Now the array is, 2 4 5 5 5

We can change the 1st element to 5 (2 -> 4 -> 5 ) incurring unit cost.

We can change the 2nd element to 5 incurring unit cost.

Final array is, 5 5 5 5 5

Total cost = 1 + 1 = 2

Input:arr[] = {2, 2, 2, 3}

Output:1

We can decrement last element by 1 incurring unit cost only.

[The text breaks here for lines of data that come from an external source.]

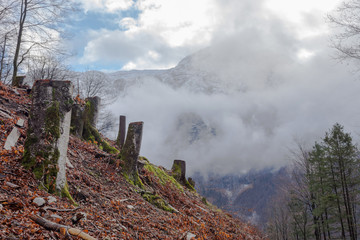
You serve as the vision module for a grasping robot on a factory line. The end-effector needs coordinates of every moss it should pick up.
[171,163,196,192]
[141,192,175,212]
[139,156,150,163]
[123,172,145,189]
[45,101,60,139]
[144,163,184,191]
[61,182,77,206]
[185,180,196,192]
[171,163,181,180]
[83,101,119,154]
[22,133,39,169]
[201,197,209,206]
[101,140,119,154]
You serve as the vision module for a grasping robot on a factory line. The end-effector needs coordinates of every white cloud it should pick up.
[78,0,134,13]
[81,0,340,70]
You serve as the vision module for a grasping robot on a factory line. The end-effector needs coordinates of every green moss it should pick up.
[83,101,119,154]
[201,197,209,206]
[101,140,119,154]
[61,182,77,206]
[123,172,145,189]
[185,180,196,192]
[22,133,39,169]
[141,192,175,212]
[144,163,184,191]
[45,101,60,139]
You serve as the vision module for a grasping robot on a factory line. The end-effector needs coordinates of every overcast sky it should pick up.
[68,0,339,71]
[68,0,360,173]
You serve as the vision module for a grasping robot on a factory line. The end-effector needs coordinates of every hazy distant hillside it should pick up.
[193,168,290,226]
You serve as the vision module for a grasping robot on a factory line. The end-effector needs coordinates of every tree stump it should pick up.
[71,104,84,138]
[171,160,187,185]
[22,80,73,195]
[80,97,119,154]
[85,97,101,128]
[116,115,126,149]
[120,122,144,185]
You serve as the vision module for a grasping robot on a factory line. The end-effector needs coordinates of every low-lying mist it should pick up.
[104,9,360,174]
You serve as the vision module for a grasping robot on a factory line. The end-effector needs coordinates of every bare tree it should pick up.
[0,0,17,83]
[12,0,74,85]
[26,54,73,82]
[328,0,360,60]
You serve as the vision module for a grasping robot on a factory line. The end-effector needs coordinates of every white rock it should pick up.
[47,196,56,204]
[4,127,20,150]
[33,197,46,207]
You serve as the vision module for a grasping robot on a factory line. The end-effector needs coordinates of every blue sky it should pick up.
[66,0,340,71]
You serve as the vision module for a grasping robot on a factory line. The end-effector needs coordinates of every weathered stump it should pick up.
[23,80,73,195]
[85,97,101,127]
[171,160,195,191]
[171,160,186,184]
[81,97,119,154]
[116,115,126,149]
[120,122,144,185]
[12,76,26,87]
[71,104,84,138]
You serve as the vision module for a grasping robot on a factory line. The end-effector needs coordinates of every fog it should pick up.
[105,0,360,174]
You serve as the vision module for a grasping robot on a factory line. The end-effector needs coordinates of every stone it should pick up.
[33,197,46,207]
[22,80,73,193]
[50,214,63,221]
[66,158,74,169]
[4,127,21,150]
[71,212,87,224]
[85,97,101,127]
[120,122,144,180]
[15,118,25,127]
[46,196,57,204]
[126,205,135,209]
[116,115,126,149]
[171,160,186,184]
[186,232,196,240]
[188,178,195,188]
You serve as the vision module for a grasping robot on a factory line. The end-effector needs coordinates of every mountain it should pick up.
[0,83,264,240]
[192,168,290,227]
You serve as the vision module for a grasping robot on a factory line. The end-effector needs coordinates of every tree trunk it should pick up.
[116,115,126,149]
[71,104,84,138]
[120,122,144,183]
[171,160,186,184]
[12,0,28,86]
[23,80,73,196]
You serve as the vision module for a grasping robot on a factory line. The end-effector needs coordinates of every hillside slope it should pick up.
[0,82,264,239]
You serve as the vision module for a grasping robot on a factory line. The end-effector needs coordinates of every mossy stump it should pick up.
[116,115,126,149]
[71,103,85,138]
[119,122,144,185]
[171,160,195,191]
[85,96,101,128]
[171,160,186,185]
[22,80,73,194]
[80,97,119,154]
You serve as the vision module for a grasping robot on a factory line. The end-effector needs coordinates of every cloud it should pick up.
[79,0,134,13]
[81,0,218,70]
[105,1,360,174]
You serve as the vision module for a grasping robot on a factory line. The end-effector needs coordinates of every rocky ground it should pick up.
[0,81,265,239]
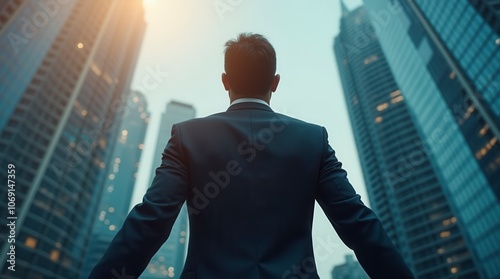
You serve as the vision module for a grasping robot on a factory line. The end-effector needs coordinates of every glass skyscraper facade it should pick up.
[139,101,196,279]
[0,0,76,131]
[0,0,145,279]
[81,91,150,279]
[365,0,500,278]
[334,2,478,279]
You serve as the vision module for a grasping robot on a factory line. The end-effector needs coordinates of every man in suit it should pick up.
[90,34,413,279]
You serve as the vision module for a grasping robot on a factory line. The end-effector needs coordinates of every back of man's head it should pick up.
[224,33,276,97]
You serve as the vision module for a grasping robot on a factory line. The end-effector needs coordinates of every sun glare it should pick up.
[142,0,158,7]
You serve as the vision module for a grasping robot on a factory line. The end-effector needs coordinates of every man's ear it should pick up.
[271,74,280,92]
[222,73,231,91]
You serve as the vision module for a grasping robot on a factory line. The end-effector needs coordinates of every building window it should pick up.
[377,103,389,111]
[24,236,38,249]
[391,96,404,104]
[49,250,60,262]
[363,55,378,65]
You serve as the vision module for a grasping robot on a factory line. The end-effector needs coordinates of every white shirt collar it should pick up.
[229,98,269,107]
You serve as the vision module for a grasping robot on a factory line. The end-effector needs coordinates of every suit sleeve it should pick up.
[316,128,414,279]
[89,125,188,279]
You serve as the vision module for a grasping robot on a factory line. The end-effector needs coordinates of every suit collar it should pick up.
[227,102,273,112]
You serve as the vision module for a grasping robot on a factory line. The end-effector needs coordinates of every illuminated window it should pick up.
[377,103,389,111]
[99,210,106,221]
[103,74,113,84]
[464,105,476,119]
[363,55,378,65]
[24,236,38,248]
[476,138,497,160]
[391,90,401,98]
[391,96,404,104]
[352,95,359,105]
[49,250,60,262]
[479,124,490,136]
[439,231,451,238]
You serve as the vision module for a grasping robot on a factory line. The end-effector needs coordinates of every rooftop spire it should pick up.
[340,0,349,16]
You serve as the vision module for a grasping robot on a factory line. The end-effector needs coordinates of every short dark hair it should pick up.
[224,33,276,96]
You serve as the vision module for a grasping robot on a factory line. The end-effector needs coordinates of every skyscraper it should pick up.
[140,101,196,279]
[332,255,370,279]
[334,1,477,278]
[366,0,500,278]
[0,0,145,279]
[81,91,149,279]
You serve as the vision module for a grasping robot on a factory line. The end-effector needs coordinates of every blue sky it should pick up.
[132,0,368,278]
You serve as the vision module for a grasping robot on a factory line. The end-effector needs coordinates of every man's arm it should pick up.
[89,125,188,279]
[316,128,414,279]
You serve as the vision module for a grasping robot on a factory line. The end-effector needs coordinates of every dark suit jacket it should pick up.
[90,103,413,279]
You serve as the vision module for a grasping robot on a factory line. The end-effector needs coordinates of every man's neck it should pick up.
[229,98,269,106]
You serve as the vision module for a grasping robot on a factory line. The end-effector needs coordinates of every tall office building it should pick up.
[0,0,145,279]
[334,1,477,278]
[140,101,196,279]
[332,255,370,279]
[366,0,500,278]
[81,91,149,279]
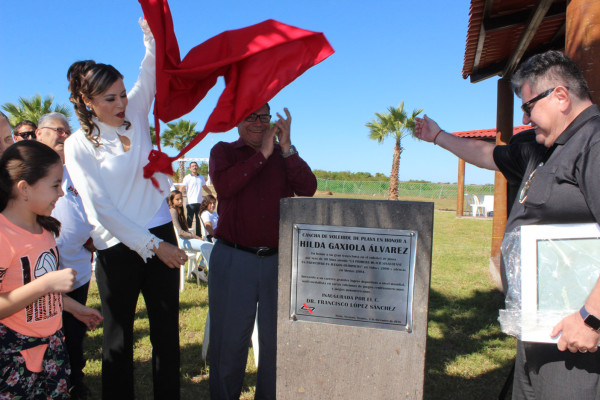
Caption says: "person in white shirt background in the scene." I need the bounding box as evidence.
[200,194,219,242]
[181,161,212,236]
[65,21,187,400]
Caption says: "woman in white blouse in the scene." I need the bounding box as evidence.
[65,21,187,399]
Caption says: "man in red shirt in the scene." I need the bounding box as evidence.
[209,104,317,399]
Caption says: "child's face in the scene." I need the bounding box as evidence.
[27,163,65,217]
[173,194,183,208]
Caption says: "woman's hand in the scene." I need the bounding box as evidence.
[152,241,188,268]
[36,268,77,293]
[63,296,104,330]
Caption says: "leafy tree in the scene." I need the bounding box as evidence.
[365,102,423,200]
[160,119,198,182]
[2,94,72,126]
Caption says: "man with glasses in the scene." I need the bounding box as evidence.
[416,51,600,400]
[35,112,95,399]
[208,104,317,399]
[0,111,14,156]
[13,119,37,142]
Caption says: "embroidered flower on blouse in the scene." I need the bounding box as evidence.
[6,371,20,386]
[44,360,59,376]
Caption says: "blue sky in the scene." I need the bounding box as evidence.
[0,0,522,183]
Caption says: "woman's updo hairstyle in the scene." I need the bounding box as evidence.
[0,140,62,236]
[67,60,131,147]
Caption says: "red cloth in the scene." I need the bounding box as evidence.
[139,0,333,179]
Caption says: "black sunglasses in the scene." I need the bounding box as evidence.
[521,86,569,117]
[15,131,35,139]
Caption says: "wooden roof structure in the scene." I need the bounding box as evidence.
[462,0,567,83]
[452,125,531,142]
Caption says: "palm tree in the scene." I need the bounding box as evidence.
[2,94,71,126]
[365,102,423,200]
[160,119,198,182]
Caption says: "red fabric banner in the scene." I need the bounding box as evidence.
[139,0,334,179]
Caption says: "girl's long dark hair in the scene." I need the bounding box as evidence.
[198,194,217,215]
[169,190,189,232]
[0,140,62,236]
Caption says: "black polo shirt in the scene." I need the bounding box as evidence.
[494,105,600,232]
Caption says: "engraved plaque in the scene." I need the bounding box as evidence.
[290,224,417,332]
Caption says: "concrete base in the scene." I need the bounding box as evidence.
[277,198,433,400]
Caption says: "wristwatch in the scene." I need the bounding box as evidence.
[579,304,600,331]
[281,145,298,158]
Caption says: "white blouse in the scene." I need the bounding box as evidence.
[65,35,171,260]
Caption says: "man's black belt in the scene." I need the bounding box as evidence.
[217,239,279,257]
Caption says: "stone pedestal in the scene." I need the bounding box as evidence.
[277,198,433,400]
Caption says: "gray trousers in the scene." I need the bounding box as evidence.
[512,341,600,400]
[208,240,278,400]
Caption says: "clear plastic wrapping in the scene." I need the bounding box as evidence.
[498,224,600,343]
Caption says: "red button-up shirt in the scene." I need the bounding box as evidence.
[209,139,317,247]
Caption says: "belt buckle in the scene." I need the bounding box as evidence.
[256,247,270,257]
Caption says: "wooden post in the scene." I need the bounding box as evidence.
[456,158,465,217]
[565,0,600,104]
[490,76,514,288]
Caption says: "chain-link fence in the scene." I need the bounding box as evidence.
[317,178,494,199]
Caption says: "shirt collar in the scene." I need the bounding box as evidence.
[554,104,600,145]
[92,117,127,137]
[233,137,250,149]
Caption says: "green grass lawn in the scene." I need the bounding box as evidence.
[78,205,515,400]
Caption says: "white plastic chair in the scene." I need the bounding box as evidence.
[200,242,259,367]
[200,242,214,360]
[469,194,485,217]
[175,234,202,292]
[481,195,494,217]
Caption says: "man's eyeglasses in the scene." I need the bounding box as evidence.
[521,86,569,117]
[15,131,35,139]
[40,126,71,136]
[246,113,271,124]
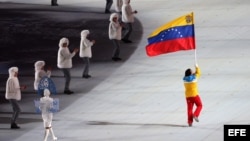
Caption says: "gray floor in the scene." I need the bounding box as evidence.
[0,0,250,141]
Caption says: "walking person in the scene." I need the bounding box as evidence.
[105,0,113,14]
[57,37,79,95]
[109,13,122,61]
[5,67,26,129]
[122,0,137,43]
[79,30,95,78]
[114,0,122,15]
[34,60,51,91]
[39,89,57,141]
[183,64,202,126]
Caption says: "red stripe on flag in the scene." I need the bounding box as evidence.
[146,37,195,56]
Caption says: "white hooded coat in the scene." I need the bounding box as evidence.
[34,61,51,90]
[115,0,122,12]
[5,67,21,100]
[40,89,53,127]
[57,37,76,68]
[122,0,134,23]
[79,30,94,58]
[109,13,122,40]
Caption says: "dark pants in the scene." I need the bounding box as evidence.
[82,57,90,76]
[123,23,133,40]
[105,0,113,11]
[61,68,71,90]
[9,99,21,124]
[112,39,120,58]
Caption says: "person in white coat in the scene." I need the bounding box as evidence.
[34,60,51,91]
[105,0,113,14]
[122,0,137,43]
[57,37,79,95]
[115,0,122,14]
[5,67,26,129]
[39,89,57,141]
[79,30,95,78]
[109,13,122,61]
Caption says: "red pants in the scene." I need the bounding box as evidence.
[186,95,202,123]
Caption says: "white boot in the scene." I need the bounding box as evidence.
[49,127,57,141]
[44,129,49,141]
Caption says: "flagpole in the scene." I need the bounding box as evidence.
[191,12,197,65]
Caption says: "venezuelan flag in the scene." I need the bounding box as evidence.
[146,13,195,56]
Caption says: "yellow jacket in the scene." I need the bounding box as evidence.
[183,67,201,98]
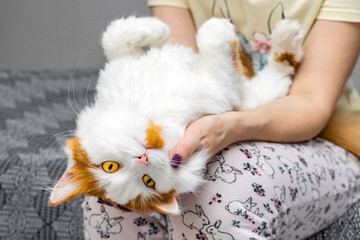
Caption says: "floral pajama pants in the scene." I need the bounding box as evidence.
[83,139,360,240]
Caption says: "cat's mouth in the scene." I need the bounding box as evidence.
[135,151,150,166]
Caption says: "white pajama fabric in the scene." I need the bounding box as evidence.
[83,138,360,240]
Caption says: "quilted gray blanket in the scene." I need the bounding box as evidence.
[0,70,360,240]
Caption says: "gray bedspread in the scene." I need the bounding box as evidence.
[0,69,360,240]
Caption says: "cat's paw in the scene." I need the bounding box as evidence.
[271,19,304,62]
[102,16,170,60]
[196,18,237,48]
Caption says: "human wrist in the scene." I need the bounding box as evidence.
[219,110,266,144]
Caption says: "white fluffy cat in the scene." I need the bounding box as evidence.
[49,17,304,214]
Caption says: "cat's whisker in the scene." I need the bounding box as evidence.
[85,73,95,105]
[68,51,87,116]
[46,134,72,154]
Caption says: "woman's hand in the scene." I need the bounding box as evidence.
[169,112,259,168]
[169,115,228,168]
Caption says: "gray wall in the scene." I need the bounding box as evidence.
[0,0,360,89]
[0,0,150,69]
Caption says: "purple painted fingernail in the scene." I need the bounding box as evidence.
[171,154,182,168]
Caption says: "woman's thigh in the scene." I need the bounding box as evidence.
[82,197,168,240]
[83,139,360,240]
[169,139,360,239]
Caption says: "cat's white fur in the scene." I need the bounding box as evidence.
[56,17,303,212]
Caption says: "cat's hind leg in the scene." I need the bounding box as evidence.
[102,17,170,60]
[268,19,304,69]
[242,20,304,109]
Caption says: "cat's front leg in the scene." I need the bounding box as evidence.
[196,18,242,81]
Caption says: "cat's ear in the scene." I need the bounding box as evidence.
[153,196,180,215]
[49,169,82,206]
[49,137,82,206]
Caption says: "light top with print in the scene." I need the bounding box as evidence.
[148,0,360,110]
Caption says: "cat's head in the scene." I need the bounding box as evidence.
[49,105,179,214]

**Approach:** The basic idea is to count the number of even elements and odd elements present in the array and print the minimum of these two as the answer. This approach works because we can make all even elements equal and all odd elements equal without incurring any cost (Operation 1). The updated array after performing these operations will only contain elements x and x + 1 where one is odd and the other is even. The elements from both the types can be changed into the other type with 1 unit cost and in order to minimise the cost, the result will be the min(frequency(x), frequency(x + 1)).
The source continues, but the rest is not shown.